The review of the playoff game itself? Meh.

The fact that just 10,017 people showed up at Pizza Hut Park to cheer on FC Dallas is troubling. And, it’s a sign MLS can learn some lessons on how much time is actually needed to generate interest in a one-and-done playoff game between lower seeds.

This season, MLS upped the number of teams that make the playoffs from eight to 10; to make it work, the league introduced sudden-death playoff games between seeds seven and 10 and eight and nine. But, to make it work in an already packed schedule, the games had to be played soon after the regular season ended.

So, fans only found out late Sunday night what the playoff matches would be — and, on Wednesday, Dallas had a home game. That gave FCD’s front office less than 72 hours to sell a playoff game between two slumping teams in what is one of the toughest markets in MLS.

That’s not enough time for one of the better MLS markets to get it together.

Colorado hosts Columbus Thursday in the other wild card game, and Denver has been belted by snow in the last day or two. We’ll see how ticket sales go there.

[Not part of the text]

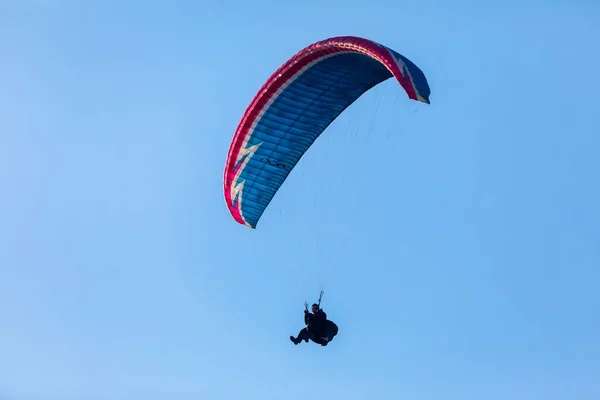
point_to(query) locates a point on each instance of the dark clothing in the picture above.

The reason these games need to get done so quickly is that the winners of the wild card games will be in action this weekend in the Conference Semifinals. New York hosts the Los Angeles Galaxy Sunday in the first leg of their two-game aggregate series. That gives New York about half a week to get tickets sold for a Sunday afternoon match that has to compete with the NFL for attention. The situation will be the same for the winner of the Rapids-Crew match — needing to sell tickets at breakneck speed for a Sunday home game.

It’s a tough sell — and, as much as MLS wants to make this new format work, the 10,017 fans that made it out to watch Dallas face New York gives the league some important lessons:

a) Next season, the regular season’s last day has to be Saturday. No Sunday games on the last weekend — that gives the host markets an extra day to do a ticket push.

b) The crossover format between East and West is confusing more fans than it wins over. If MLS is committed to the Conference system — and Commissioner Don Garber has assured us that it is — stick to it. Five teams in each conference make the playoffs. Easy. Seeds four and five in each conference face each other in playoff games. The likelihood is that one playoff game will be in the Eastern time zone while the other will go in Central, Mountain or Pacific time. That means you can schedule both games as a Thursday doubleheader, creating more hype and interest. With Dallas and Colorado both hosting games this season, there was no chance of stacking both games together on a Thursday evening.

This season, the crossovers made what should have been a cut-and-dried scenario all the more confusing. We had two wild cards from the East and two from the West. Easy solution? Have Columbus host New York, with the winner facing Sporting Kansas City, the No. 1 seed in the East. The Galaxy would get the winner of a Colorado-Dallas play-in game which, by the way, would be a much-easier-to-market rematch of last year’s MLS Cup. But, instead, we got convoluted crossovers.